Wowie, those buildings are a few hours from my home and I must admit I know Chicago much, much better than Detroit. Chicago is twice the distance.

I was in the Fisher Theater once in the early 1970s, to see Godspell when it was a brand new show. We had tickets in nearly the last row of the balcony, could barely see, but the colors on stage were so vibrant I was entranced. I don't remember the building at all.

Must make a trip. I am in a group called Working Women Artists, a guild where any medium is welcome. Sometimes we pile in a car and go on a road trip. Last time a few went to Grand Rapids, maybe next time we will have to go to Detroit. The Det. Institute of Arts has a wonderful Modern collection which I'd love to see again.

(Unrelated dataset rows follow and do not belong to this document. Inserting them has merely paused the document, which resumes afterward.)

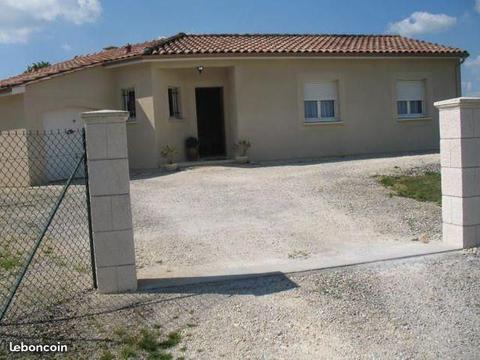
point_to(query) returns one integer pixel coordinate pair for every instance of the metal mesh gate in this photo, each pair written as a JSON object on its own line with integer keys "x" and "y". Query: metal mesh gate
{"x": 45, "y": 242}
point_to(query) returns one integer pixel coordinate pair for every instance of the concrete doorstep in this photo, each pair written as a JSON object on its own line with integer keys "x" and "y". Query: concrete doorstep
{"x": 162, "y": 276}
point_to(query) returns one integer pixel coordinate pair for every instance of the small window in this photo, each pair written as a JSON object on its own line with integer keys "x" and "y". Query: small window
{"x": 174, "y": 102}
{"x": 128, "y": 102}
{"x": 320, "y": 102}
{"x": 411, "y": 99}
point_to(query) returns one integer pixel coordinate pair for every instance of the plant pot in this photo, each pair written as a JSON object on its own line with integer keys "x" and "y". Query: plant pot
{"x": 171, "y": 167}
{"x": 241, "y": 159}
{"x": 192, "y": 154}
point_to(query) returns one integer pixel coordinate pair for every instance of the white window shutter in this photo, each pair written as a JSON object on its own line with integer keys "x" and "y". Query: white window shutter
{"x": 326, "y": 90}
{"x": 410, "y": 90}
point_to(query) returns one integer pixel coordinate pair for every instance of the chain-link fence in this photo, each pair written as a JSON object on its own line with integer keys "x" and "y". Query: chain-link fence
{"x": 45, "y": 252}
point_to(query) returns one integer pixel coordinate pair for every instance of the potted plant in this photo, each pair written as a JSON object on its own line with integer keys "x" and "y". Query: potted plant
{"x": 241, "y": 149}
{"x": 168, "y": 153}
{"x": 191, "y": 145}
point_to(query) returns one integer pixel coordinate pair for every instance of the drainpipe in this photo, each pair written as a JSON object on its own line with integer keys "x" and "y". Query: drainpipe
{"x": 458, "y": 76}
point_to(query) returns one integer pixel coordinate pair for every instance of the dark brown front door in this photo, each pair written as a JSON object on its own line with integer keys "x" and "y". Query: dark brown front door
{"x": 210, "y": 122}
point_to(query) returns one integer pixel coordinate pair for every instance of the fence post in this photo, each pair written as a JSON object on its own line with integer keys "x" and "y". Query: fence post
{"x": 109, "y": 181}
{"x": 460, "y": 162}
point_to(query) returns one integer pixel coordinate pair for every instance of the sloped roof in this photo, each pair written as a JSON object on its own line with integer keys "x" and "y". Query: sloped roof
{"x": 182, "y": 45}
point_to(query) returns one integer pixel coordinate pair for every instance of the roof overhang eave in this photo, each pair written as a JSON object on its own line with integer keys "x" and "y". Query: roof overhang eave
{"x": 230, "y": 56}
{"x": 12, "y": 90}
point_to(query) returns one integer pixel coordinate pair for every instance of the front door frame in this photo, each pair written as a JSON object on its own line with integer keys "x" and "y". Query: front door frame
{"x": 222, "y": 108}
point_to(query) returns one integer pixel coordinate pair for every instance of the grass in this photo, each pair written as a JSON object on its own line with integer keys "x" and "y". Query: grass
{"x": 9, "y": 258}
{"x": 426, "y": 187}
{"x": 145, "y": 344}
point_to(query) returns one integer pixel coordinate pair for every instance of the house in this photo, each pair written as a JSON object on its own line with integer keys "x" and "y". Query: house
{"x": 291, "y": 96}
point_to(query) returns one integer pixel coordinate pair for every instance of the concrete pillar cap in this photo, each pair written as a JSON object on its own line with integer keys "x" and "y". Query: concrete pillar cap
{"x": 470, "y": 102}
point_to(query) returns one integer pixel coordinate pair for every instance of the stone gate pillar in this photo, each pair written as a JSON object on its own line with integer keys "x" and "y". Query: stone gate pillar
{"x": 109, "y": 181}
{"x": 460, "y": 162}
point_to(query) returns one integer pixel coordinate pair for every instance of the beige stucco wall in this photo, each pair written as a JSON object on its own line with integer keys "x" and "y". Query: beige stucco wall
{"x": 263, "y": 103}
{"x": 141, "y": 131}
{"x": 171, "y": 131}
{"x": 269, "y": 99}
{"x": 12, "y": 114}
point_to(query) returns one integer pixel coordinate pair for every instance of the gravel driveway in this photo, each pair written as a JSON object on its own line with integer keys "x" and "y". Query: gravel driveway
{"x": 232, "y": 215}
{"x": 425, "y": 307}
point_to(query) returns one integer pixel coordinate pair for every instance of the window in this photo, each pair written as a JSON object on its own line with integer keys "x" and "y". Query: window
{"x": 321, "y": 102}
{"x": 174, "y": 102}
{"x": 411, "y": 98}
{"x": 128, "y": 102}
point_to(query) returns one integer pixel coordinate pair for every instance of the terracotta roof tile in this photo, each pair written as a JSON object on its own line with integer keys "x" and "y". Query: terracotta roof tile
{"x": 260, "y": 44}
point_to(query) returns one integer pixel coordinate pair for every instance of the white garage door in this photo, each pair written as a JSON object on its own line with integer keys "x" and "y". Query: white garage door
{"x": 64, "y": 147}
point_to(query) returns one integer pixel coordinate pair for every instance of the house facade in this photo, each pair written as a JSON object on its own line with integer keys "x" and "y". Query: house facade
{"x": 291, "y": 96}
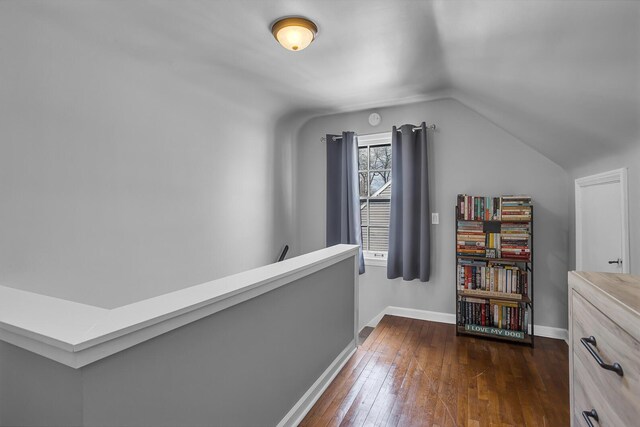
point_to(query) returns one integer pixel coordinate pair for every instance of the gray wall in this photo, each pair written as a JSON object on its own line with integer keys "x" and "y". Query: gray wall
{"x": 629, "y": 159}
{"x": 468, "y": 155}
{"x": 123, "y": 176}
{"x": 35, "y": 391}
{"x": 244, "y": 366}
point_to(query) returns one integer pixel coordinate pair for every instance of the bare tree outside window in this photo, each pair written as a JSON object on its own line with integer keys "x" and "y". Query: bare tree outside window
{"x": 374, "y": 164}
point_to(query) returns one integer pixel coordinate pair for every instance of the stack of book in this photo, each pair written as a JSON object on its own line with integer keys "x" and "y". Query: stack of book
{"x": 470, "y": 239}
{"x": 516, "y": 208}
{"x": 514, "y": 240}
{"x": 489, "y": 277}
{"x": 493, "y": 314}
{"x": 478, "y": 208}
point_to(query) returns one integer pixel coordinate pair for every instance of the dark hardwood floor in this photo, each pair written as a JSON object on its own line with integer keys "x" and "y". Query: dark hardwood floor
{"x": 418, "y": 373}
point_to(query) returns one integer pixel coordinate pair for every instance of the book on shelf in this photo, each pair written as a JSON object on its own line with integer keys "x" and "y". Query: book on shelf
{"x": 494, "y": 276}
{"x": 491, "y": 277}
{"x": 491, "y": 208}
{"x": 509, "y": 316}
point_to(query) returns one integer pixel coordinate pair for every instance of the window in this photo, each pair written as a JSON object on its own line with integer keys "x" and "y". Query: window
{"x": 374, "y": 172}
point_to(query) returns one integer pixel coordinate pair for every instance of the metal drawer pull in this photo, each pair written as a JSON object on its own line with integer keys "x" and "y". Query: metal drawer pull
{"x": 592, "y": 340}
{"x": 590, "y": 414}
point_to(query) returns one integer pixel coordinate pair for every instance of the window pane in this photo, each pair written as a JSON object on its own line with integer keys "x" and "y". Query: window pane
{"x": 364, "y": 212}
{"x": 364, "y": 184}
{"x": 365, "y": 239}
{"x": 385, "y": 193}
{"x": 379, "y": 239}
{"x": 380, "y": 157}
{"x": 377, "y": 180}
{"x": 362, "y": 158}
{"x": 379, "y": 212}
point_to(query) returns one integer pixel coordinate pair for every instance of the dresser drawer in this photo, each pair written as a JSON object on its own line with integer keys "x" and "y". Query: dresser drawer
{"x": 588, "y": 395}
{"x": 615, "y": 397}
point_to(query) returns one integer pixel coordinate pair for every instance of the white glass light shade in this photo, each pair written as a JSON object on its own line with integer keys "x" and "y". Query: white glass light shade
{"x": 294, "y": 33}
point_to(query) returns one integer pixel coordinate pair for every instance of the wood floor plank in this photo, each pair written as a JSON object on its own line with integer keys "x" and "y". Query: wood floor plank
{"x": 416, "y": 373}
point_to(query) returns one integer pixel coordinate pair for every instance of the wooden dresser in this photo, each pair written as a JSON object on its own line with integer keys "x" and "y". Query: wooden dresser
{"x": 604, "y": 349}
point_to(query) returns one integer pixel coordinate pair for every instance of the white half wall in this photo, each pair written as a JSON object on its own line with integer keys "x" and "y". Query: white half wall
{"x": 469, "y": 155}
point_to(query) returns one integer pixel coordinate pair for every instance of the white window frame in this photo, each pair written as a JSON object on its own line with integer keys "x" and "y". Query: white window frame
{"x": 375, "y": 258}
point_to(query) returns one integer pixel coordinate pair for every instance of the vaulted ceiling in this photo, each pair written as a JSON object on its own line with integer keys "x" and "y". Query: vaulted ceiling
{"x": 562, "y": 76}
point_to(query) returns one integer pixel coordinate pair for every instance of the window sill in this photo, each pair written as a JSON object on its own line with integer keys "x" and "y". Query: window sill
{"x": 375, "y": 261}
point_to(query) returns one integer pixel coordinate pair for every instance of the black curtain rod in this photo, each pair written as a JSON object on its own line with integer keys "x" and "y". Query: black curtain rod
{"x": 335, "y": 138}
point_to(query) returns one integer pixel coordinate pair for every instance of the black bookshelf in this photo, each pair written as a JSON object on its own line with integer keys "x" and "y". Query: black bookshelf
{"x": 464, "y": 326}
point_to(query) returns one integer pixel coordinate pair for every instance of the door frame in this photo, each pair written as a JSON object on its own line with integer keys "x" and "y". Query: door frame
{"x": 614, "y": 176}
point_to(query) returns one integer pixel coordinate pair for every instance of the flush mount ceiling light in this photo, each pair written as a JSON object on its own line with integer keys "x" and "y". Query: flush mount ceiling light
{"x": 294, "y": 33}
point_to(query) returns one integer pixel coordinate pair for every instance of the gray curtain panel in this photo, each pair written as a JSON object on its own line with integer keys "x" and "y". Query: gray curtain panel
{"x": 409, "y": 229}
{"x": 343, "y": 197}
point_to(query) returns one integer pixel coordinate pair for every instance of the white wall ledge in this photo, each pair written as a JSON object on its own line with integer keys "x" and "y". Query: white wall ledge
{"x": 77, "y": 334}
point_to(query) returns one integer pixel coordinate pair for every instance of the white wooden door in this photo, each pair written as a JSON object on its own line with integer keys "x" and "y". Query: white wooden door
{"x": 602, "y": 238}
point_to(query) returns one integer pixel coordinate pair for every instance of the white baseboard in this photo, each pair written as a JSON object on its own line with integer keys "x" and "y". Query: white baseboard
{"x": 434, "y": 316}
{"x": 306, "y": 402}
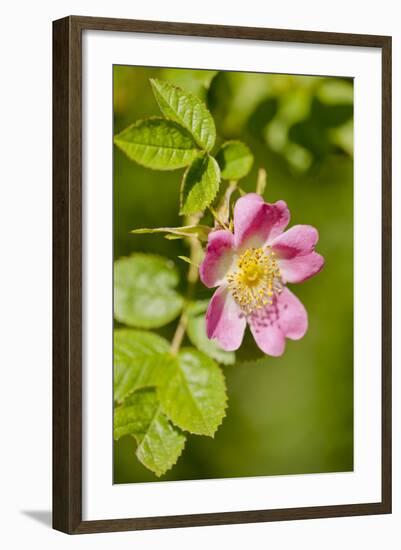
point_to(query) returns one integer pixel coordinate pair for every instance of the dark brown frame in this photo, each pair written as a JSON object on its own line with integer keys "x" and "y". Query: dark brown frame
{"x": 67, "y": 274}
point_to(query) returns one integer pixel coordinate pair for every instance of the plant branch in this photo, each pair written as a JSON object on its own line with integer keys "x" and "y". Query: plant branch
{"x": 192, "y": 278}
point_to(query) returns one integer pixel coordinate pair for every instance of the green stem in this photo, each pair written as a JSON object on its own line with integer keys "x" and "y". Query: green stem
{"x": 192, "y": 278}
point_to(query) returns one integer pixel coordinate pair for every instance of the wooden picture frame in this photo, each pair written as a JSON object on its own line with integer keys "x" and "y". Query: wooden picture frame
{"x": 67, "y": 273}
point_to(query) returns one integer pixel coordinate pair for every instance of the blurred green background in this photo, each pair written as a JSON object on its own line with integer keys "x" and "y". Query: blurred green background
{"x": 287, "y": 415}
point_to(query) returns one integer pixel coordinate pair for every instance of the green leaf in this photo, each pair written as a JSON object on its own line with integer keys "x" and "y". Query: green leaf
{"x": 200, "y": 185}
{"x": 235, "y": 160}
{"x": 144, "y": 294}
{"x": 137, "y": 355}
{"x": 187, "y": 110}
{"x": 157, "y": 143}
{"x": 192, "y": 392}
{"x": 201, "y": 232}
{"x": 196, "y": 330}
{"x": 159, "y": 442}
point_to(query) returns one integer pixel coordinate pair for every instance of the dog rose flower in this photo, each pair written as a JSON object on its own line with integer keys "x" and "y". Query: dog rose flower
{"x": 251, "y": 268}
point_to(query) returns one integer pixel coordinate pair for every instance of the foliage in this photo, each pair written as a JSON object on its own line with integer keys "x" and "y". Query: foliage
{"x": 160, "y": 390}
{"x": 163, "y": 394}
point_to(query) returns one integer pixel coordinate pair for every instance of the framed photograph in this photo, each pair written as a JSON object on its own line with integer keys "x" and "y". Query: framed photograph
{"x": 222, "y": 275}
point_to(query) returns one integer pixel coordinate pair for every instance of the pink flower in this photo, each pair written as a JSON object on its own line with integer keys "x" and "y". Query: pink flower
{"x": 251, "y": 268}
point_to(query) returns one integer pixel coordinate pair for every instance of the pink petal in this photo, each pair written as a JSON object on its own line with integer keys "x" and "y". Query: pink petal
{"x": 295, "y": 250}
{"x": 300, "y": 239}
{"x": 224, "y": 320}
{"x": 292, "y": 315}
{"x": 301, "y": 268}
{"x": 256, "y": 222}
{"x": 269, "y": 339}
{"x": 218, "y": 258}
{"x": 286, "y": 317}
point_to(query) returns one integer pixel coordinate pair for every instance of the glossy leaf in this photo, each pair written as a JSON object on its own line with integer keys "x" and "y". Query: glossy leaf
{"x": 235, "y": 160}
{"x": 144, "y": 294}
{"x": 200, "y": 185}
{"x": 158, "y": 143}
{"x": 192, "y": 392}
{"x": 159, "y": 442}
{"x": 187, "y": 110}
{"x": 137, "y": 354}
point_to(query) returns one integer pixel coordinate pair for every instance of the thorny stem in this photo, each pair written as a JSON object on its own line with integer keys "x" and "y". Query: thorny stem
{"x": 192, "y": 278}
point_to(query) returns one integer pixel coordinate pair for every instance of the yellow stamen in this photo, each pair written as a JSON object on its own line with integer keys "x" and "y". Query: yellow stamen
{"x": 255, "y": 279}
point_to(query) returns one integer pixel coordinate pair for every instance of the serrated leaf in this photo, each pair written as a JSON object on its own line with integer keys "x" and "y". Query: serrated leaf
{"x": 158, "y": 143}
{"x": 144, "y": 294}
{"x": 159, "y": 442}
{"x": 235, "y": 160}
{"x": 192, "y": 392}
{"x": 201, "y": 232}
{"x": 137, "y": 355}
{"x": 199, "y": 185}
{"x": 187, "y": 110}
{"x": 196, "y": 331}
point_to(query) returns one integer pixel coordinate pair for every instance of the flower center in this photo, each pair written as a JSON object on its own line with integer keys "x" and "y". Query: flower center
{"x": 255, "y": 279}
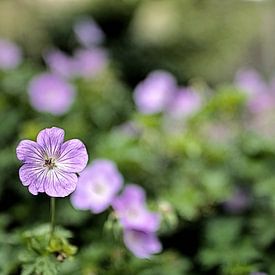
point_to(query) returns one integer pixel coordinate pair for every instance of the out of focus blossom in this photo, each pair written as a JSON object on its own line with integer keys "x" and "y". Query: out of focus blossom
{"x": 261, "y": 102}
{"x": 185, "y": 102}
{"x": 10, "y": 55}
{"x": 98, "y": 185}
{"x": 131, "y": 210}
{"x": 50, "y": 93}
{"x": 154, "y": 94}
{"x": 238, "y": 203}
{"x": 88, "y": 33}
{"x": 250, "y": 82}
{"x": 90, "y": 62}
{"x": 142, "y": 244}
{"x": 60, "y": 63}
{"x": 50, "y": 164}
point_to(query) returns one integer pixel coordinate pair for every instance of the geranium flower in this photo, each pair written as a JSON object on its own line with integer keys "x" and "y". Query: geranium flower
{"x": 142, "y": 244}
{"x": 98, "y": 185}
{"x": 10, "y": 55}
{"x": 50, "y": 93}
{"x": 51, "y": 165}
{"x": 132, "y": 212}
{"x": 153, "y": 94}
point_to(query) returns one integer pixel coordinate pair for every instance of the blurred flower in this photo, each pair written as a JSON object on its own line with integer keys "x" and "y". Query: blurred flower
{"x": 185, "y": 102}
{"x": 142, "y": 244}
{"x": 88, "y": 32}
{"x": 98, "y": 185}
{"x": 90, "y": 62}
{"x": 60, "y": 63}
{"x": 153, "y": 94}
{"x": 132, "y": 212}
{"x": 238, "y": 203}
{"x": 50, "y": 93}
{"x": 250, "y": 82}
{"x": 10, "y": 55}
{"x": 50, "y": 164}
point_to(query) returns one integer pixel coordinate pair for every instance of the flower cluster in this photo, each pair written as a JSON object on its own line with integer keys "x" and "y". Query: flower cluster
{"x": 52, "y": 92}
{"x": 159, "y": 93}
{"x": 97, "y": 189}
{"x": 139, "y": 224}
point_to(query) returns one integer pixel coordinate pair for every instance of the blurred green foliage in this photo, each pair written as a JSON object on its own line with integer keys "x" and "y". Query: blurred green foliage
{"x": 188, "y": 170}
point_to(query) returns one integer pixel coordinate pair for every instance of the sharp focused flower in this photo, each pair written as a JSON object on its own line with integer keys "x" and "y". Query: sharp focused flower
{"x": 50, "y": 93}
{"x": 185, "y": 102}
{"x": 10, "y": 55}
{"x": 154, "y": 93}
{"x": 88, "y": 32}
{"x": 60, "y": 63}
{"x": 90, "y": 62}
{"x": 132, "y": 212}
{"x": 142, "y": 244}
{"x": 50, "y": 164}
{"x": 98, "y": 185}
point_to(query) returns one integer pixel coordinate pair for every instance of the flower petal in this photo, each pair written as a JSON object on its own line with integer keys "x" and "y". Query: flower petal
{"x": 73, "y": 157}
{"x": 33, "y": 176}
{"x": 29, "y": 151}
{"x": 141, "y": 244}
{"x": 59, "y": 183}
{"x": 51, "y": 139}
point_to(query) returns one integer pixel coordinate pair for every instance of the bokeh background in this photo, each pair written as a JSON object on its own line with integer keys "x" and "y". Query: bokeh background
{"x": 209, "y": 170}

Hmmm... in my spare time. Maybe this summer when knitting gets slower.

LynnH

woolywoman said...

I grew up near there, and we frequently went for plays at the Fisher Theater. ( Broadway used to "try out" in Det.) I love that building. Another great place to see is Pewabic Pottery- a still working Arts and Crafts pottery, and the People Mover, while failed as transportation has some excellent public art.

ellen said...

What beauty! I would love to see that all in person.
I see lots of inspiration for stitching too. Thanks so much for sharing.

Deborah said...

I see some great color and design inspiration from those few photos! Thank you for sharing, Kristin!

bernie said...

That's just amazing! Even the bathroom floor of the basement was spared no detail! What a feast for the eyes it must have been for an artist as you are. I'm glad you had a great time.

Judi A. said...

I am a fairly new reader of your blog and must say I enjoy it immensely and am especially thrilled to know about it and read about the beautiful Fisher Building. It is sad to me that so many people that live near Detroit are afraid to cross 8 Mile Rd and miss out on all that the city has to offer. I did community health nursing in Detroit for several years and also worked as a consultant in a private assisted living facility (Hannan House) just a block from the Fisher Building. I never tired of walking over there and just soaking in the beauty of it all! Besides that building, the Detroit Public Library is also worth visiting, as well as St.Paul's Cathedral and, of course, the Detroit Institute of Art. All of these within 2-3 blocks of each other! I cannot encourage enough those that live closeby to make a point of exploring Detroit and some of these old, gorgeous buildings, as well as Bell Isle, some of the other old, historic churches, etc. etc. I no longer live in Michigan, but I came to love the city of Detroit and its history, most of the people that live there, and all the other things it has to offer (great restaurants, sports activities,
4th of July fireworks, and on and on). Thank you for posting such great photos and information and presenting something favorable about Detroit!!.........Judi :-)

Ahava Hopps Brooke said...

wow. thanks for sharing these beautiful images.